Although the Classical school enjoyed certain successes (in 1967 Marvin Minsky famously said that “within a generation…the problem of creating ‘artificial intelligence’ will substantially be solved.” (“History of artificial intelligence,” 2020)), eventually the efforts ran into a wall. Although rules-based systems offer an easily-understood mechanism to build autonomy, researchers soon discovered that the world is too complex and messy to be fully captured into a closed representation system. This meant that many early AI experiments succeeded in carefully-controlled environments but failed to generalize to real-world situations. This led to a number of “AI Winters”, when funding and research on autonomous systems came to a halt.

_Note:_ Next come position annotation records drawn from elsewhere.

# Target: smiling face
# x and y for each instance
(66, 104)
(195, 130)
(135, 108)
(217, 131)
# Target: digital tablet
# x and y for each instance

In contrast to Classical AI, Modern AI relies on letting the computer derive its own rules and logic about the world, by feeding it labeled (and sometimes unlabeled) data. Using this method, instead of attempting to describe to the computer what features a cat has, an AI developer will instead feed it thousands of pictures of cats. With a large-n amount of cats, the machine is (often but not always) able to extract the relevant features autonomously, without a human’s explicit programming. Another name for Modern AI is Machine Learning or “ML”, which is also the term we will be using throughout this report.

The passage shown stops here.